Moeller’s case study is yet another proof point of cloud technology making processes more streamlined. What’s more, thanks to the support of cloud technology, Flowe is already fully data and AI-driven. “Even incumbent banks still struggle to do this,” noted Moeller.

Lovney, however, was more cautious in his appraisal of cloud technology: “Yes, cloud makes processes easier and cheaper, but when you’re running payments infrastructure projects from end-to-end, does agility really make things faster? We want things to develop in a sequential way. Stakeholders in the ecosystem need to get to certain milestones at the same time.

Agility makes it difficult to synchronise these efforts. While cloud is great for managing data, reinforcing security measures, and streamlining certain areas of DevOps, payments infrastructures are best built in a waterfall manner.”

Indeed, many central payments infrastructures are yet to take advantage of cloud technology. Pilbauer, unlike Lovney, feels this is a missed opportunity: “Cloud has the potential to enable us to be much faster. But look around – how many national payments systems and solutions are actually running in the cloud? If they are running in the cloud, are they actually leveraging native cloud technology to deliver value, or have they simply moved into the cloud?”

Pilbauer likened the mindset toward cloud technology to handing the fastest axeman in a felling company a chainsaw. The axeman’s felling speed drops, and after investigation, headquarters realises he has not turned the chainsaw on. “Like the axeman, we need to start the engine,” he said.

Clearly, financial players need to focus more deeply on the implications of cloud, as opposed to just its implementation. So what exact benefits does cloud technology offer?

Moeller resonated with Pilbauer’s analogy: “Cloud spans many different areas in financial services,” he said. “For me, data, and the insights you get out of it, is key. Having data alone is like having a barrel of oil in the garage. It’s really only valuable if you have an engine to bring horsepower to the road.” Indeed, data should be harnessed by cloud technology to create efficiencies, fight fraud, and upscale customer service.

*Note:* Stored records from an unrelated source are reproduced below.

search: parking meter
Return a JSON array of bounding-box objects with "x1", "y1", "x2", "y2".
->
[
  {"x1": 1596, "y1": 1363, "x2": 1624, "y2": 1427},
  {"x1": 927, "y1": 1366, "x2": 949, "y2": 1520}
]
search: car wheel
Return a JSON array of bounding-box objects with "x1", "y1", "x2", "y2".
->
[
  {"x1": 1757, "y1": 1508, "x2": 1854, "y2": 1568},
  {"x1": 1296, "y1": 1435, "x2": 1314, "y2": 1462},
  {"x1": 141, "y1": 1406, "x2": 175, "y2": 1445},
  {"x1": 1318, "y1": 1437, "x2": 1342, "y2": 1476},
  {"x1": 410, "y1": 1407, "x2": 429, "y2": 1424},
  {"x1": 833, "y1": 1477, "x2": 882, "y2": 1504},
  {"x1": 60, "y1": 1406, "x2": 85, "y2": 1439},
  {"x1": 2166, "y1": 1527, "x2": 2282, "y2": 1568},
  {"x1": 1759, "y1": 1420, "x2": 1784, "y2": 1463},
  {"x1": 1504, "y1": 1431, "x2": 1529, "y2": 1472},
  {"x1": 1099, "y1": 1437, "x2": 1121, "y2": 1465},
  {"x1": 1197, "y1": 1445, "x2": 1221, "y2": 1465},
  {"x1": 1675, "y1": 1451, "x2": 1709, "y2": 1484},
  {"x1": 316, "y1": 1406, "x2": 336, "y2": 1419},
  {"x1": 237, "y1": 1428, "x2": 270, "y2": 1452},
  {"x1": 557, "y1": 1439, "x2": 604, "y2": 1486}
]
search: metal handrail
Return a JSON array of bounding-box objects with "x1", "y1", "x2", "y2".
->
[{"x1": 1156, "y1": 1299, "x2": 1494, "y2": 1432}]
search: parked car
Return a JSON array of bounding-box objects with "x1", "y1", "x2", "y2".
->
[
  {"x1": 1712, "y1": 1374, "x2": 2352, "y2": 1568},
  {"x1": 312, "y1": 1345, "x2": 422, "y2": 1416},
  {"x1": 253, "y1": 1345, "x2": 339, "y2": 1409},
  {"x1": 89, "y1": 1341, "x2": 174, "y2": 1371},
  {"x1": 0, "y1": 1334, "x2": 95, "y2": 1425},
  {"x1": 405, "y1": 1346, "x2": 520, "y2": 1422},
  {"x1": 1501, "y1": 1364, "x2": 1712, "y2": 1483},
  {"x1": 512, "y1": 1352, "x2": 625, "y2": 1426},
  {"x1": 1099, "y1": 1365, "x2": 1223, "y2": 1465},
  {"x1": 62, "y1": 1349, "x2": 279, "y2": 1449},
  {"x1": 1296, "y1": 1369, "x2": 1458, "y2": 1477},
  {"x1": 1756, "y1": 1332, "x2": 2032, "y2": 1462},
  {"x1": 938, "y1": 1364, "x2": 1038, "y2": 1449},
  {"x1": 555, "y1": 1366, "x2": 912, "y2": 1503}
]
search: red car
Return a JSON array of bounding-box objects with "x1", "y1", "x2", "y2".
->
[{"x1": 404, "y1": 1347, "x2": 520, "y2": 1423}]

“We are working with shifting goal posts,” continued Moeller. “When we talk about breaking down silos, we are often referring to banks, insurers, or PSPs, bringing together the vast amounts of structured data they possess internally. Five years ago, you’d have been in the middle of the pack if you’d managed that. You were at the top of the pack if you could augment that with unstructured data. Our industry is still moving along this line, but in reality, the true goalpost is breaking down even more silos by augmenting internal data with external data.”

Yet, this may be one area where technology does not always solve the problem, contested Pilbauer. “Technology makes it possible to get more data – take ISO 20022, for instance,” he responded. “But, we are struggling with bigger questions that need to be answered first, and technology cannot help us with them. Who owns the data? Who should be allowed to work with the data? How do we protect consumers’ privacy? These are the challenges we need to overcome now.”

Moeller agreed: “Technology is always just an enabler,” he said. “If you want to be truly customer driven, you need to be data driven. Firms need to go above and beyond to really serve customers’ needs.”

Devaney pointed to the need to open access to data – particularly in the fraud space, where information sharing is lacking. “Banks don’t see much benefit in this, because they are already working with a large number of transactions,” he said. “But, many smaller organisations don’t have access to that volume of data. Opening the space up – and allowing smaller organisations to operate on the same level playing field as large banks – will really help the industry as a whole serve and protect consumers.”

Naturally, industry-wide data sharing will facilitate the growth and innovation we all expect from open banking, and regulators will be pivotal in encouraging data sharing going forward.

Diving deeper into the theme of financial crime, Moeller pointed out that further AI adoption is necessary for banks to continue “stepping up” to the high volume and sophistication of cyber criminals. “Some are so sophisticated, they’re outplaying many banks,” he warned. The panel agreed that AI and machine learning technologies are a sure-fire way to tackle this rising tide of financial crime with speed, rigour, and cost effectiveness – particularly when compared to more traditional, manual methods.

To close the discussion on technology that delivers, Pohl asked the speakers to provide an evaluation of the path ahead for financial technology, and the broader open banking paradigm.

“Open banking should be about separating the really difficult things – such as new payments platforms – from the areas we want to innovate, using a fast-fail model,” said Devaney. “This is necessary in financial services because its people’s money, and the economy, that’s at stake. Open banking allows us to innovate more freely, and low risk, because we aren’t impacting the core instruments that lay beneath.”

“Open banking enables the stack to be unbundled, allows specialisation across the value chain, and doesn’t require banks to be good at everything,” agreed Lovney. “However, I don’t agree that it is without risk. Moving data from regulated to under regulated firms, for instance, will be complicated.”

“Open banking will not work without data sharing,” said Moeller. “But, at the same time, we need to protect the consumer. Any more Cambridge Analytica scandals, and people will lose faith in the movement.”